20235 - STOCHASTIC CALCULUS WITH APPLICATIONS TO FINANCE AND ECONOMICS


CLMG - M - IM - MM - AFC - CLAPI - CLEFIN-FINANCE - CLELI - ACME - DES-ESS - EMIT
Department of Decision Sciences

Course taught in English


Go to class group/s: 31

CLMG (6 credits - I sem. - OP  |  SECS-S/01) - M (6 credits - I sem. - OP  |  SECS-S/01) - IM (6 credits - I sem. - OP  |  SECS-S/01) - MM (6 credits - I sem. - OP  |  SECS-S/01) - AFC (6 credits - I sem. - OP  |  SECS-S/01) - CLAPI (6 credits - I sem. - OP  |  SECS-S/01) - CLEFIN-FINANCE (6 credits - I sem. - OP  |  SECS-S/01) - CLELI (6 credits - I sem. - OP  |  SECS-S/01) - ACME (6 credits - I sem. - OP  |  SECS-S/01) - DES-ESS (6 credits - I sem. - OP  |  SECS-S/01) - EMIT (6 credits - I sem. - OP  |  SECS-S/01)
Course Director:
DONATO MICHELE CIFARELLI

Classes: 31 (I sem.)
Instructors:
Class 31: DONATO MICHELE CIFARELLI


Course Objectives

The course is designed to provide students with the basic tools of stochastic calculus. By end of the course, students are able to handle the tools that are necessary to understand the wide range of applications in finance and economics.
In the first part, the course provides a recapitulation of the main concepts of probability. In particular, the concept of  random process is clarified with simple examples. The main content of the course is then related to the definition of stochastic differential, stochastic differential equations and their applications to price options (Black and Scholes), to interest rate theory (Vasicek) and to other fields.


Course Content Summary
  • A survey of probability (random functions)
  • Brownian Motion and Ito integral
  • Stochastic differential and Ito formula
  • Stochastic differential equations; properties of solutions
  • Various representation formulas for the expectation of random quantities
  • Applications to option pricing, interest rates, perpetuities, etc.

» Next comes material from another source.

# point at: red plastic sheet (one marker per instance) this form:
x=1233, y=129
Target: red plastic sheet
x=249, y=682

Detailed Description of Assessment Methods
Assessment is based on an oral exam.

Textbooks
  • B. OKSENDAL, Stochastic Differential Equations. An Introduction with Applications, Berlin/New York, Springer 2006.
  • D.M. CIFARELLI, L. PECCATI, Equazioni differenziali stocastiche con applicazioni economiche e finanziarie, Milano, Egea, 1998
Last change 30/03/2011 12:00